In this josei romantic comedy manga, marriage comes before love for a pair of total opposites!
For the sake of her family’s farm, Hanabata Mikan has been arranged to marry the heir of a food and holdings company, Yonoi Tsukihiko. Mikan refuses, saying she already has a man she loves, only for Tsukihiko to laugh in her face! He finds romance and love unnecessary and has no intentions of changing his views. But Mikan can’t get married to a man who doesn’t believe in love…right? Is this pair doomed to rot, or can a love ripen between two total opposites?
This review stands for both volumes 1 and 2, which I read back-to-back this afternoon.
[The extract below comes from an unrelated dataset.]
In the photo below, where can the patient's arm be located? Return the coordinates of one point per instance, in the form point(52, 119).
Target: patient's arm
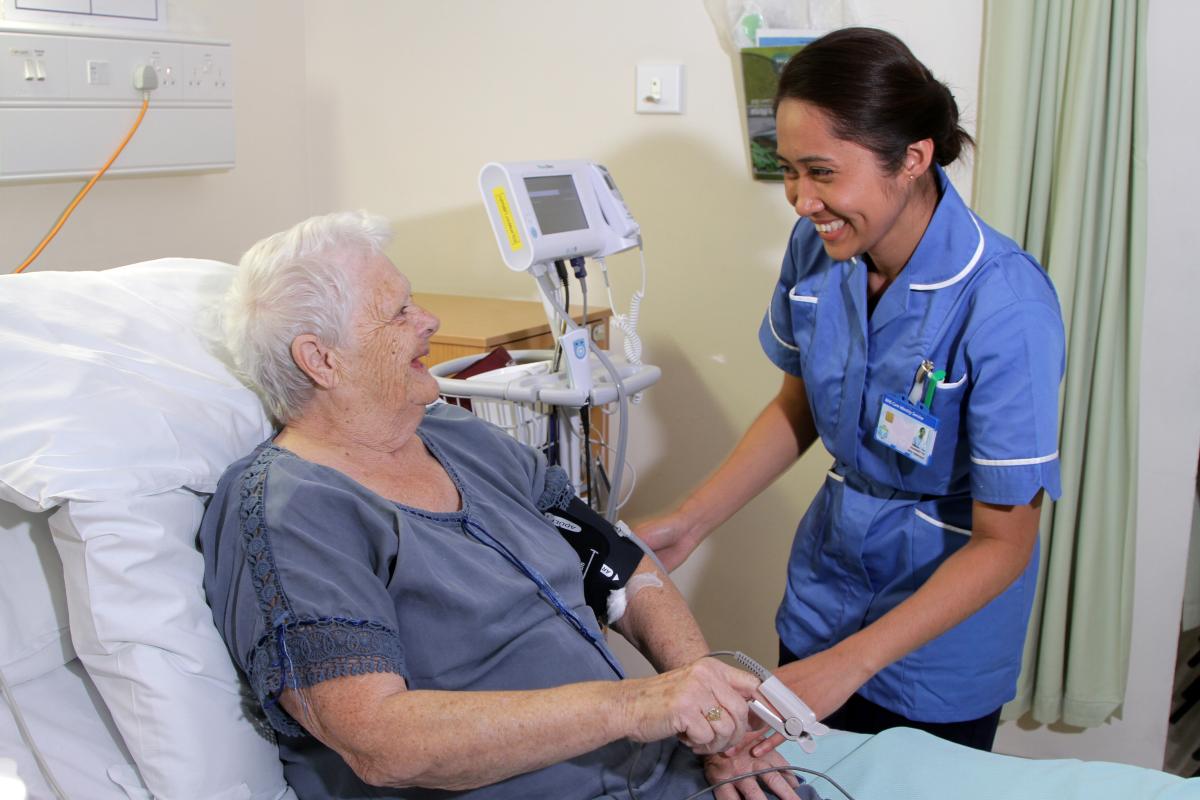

This is a fun, frothy, lightly horny story about two scions--one of a wealthy farm, one of a food manufacturer--who are de facto, if not in actual form, arranged to be married by their respective grandfathers.
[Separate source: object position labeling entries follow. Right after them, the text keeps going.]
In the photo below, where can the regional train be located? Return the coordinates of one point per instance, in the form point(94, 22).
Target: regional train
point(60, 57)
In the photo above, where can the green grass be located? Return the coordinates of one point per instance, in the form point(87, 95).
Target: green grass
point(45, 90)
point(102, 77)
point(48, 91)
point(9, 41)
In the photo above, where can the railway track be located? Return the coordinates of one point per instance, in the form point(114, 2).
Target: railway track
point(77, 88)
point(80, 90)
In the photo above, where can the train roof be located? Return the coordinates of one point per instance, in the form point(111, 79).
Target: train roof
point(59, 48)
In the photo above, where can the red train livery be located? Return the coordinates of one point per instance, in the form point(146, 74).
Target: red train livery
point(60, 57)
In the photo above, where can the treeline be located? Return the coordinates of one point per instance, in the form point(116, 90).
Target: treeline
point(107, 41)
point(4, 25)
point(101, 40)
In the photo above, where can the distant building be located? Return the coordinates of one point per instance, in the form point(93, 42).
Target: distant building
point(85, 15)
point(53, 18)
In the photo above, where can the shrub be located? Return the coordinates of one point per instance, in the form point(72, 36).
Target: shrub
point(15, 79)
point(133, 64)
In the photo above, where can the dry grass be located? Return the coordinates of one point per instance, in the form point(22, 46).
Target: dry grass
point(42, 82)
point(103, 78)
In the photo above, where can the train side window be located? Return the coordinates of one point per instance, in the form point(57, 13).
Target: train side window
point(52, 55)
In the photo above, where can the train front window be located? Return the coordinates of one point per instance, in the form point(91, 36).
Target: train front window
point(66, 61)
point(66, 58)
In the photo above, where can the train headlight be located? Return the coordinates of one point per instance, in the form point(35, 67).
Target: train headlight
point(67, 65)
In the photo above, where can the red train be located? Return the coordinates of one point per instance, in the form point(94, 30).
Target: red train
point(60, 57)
Mikan is emotionally straightforward and rather naïve about love. Tsukihiko plays at being a hard-hearted man of the world, but it takes about forty seconds for him to be blushing in Mikan's presence while insisting he isn't in love. Various misunderstandings ensue, mainly when Mikan is tipsy or (sigh) drugged by Tsukihiko's cousin, who has a history of trying to steal what's (or who is) his.
It's evident that the main couple have more in common than their personalities might indicate. Mikan has a discerning palate, as we see in a couple of scenes. I suspect that her natural talent will make her useful to Tsukihiko's business division, and he'll also see she isn't just an earnest bubblehead. My foodie-manga antennae twitched in those scenes, and I'm hoping a mutual love for good food ends up being part of what seals the deal, over and above their chemistry.
The storytelling, story, and art are pretty good here. Mikan is very cute and I feel for her whenever her puppy-dog's heart gets hurt by Tsukihiko's blunders that come of him never having actually been in love (of course).
It's evident that the only thing that's standing between our couple is their both being sober enough, at the same time, to fall into bed with each other and actually remember it. At no point are either of them deliberately drinking to avoid their feelings, as far as I can tell, but it's a little troubling how consistently the bottle is a factor in individual episodes.
This is quick reading, along the lines of a middle-grade manga: few words, lots of empty space on the pages. In some titles, this can add to atmosphere and emotion--as in, i.e. I See Your Face, Turned Away--but I don't sense that effect happening here. The whole thing could stand to be more heavy-hitting or complex on some level, whether the politicking, the main relationship, or something else. Drinking, sex and the working world don't make for a convincing adult story all by themselves.
I love this series. Yonoi is so infuriating and at the same time the most handsome. I completely understand Mikan. After this volume their relationship is more heart warming than ever. I really want to see Tsukihiko crazy in love with Mikan.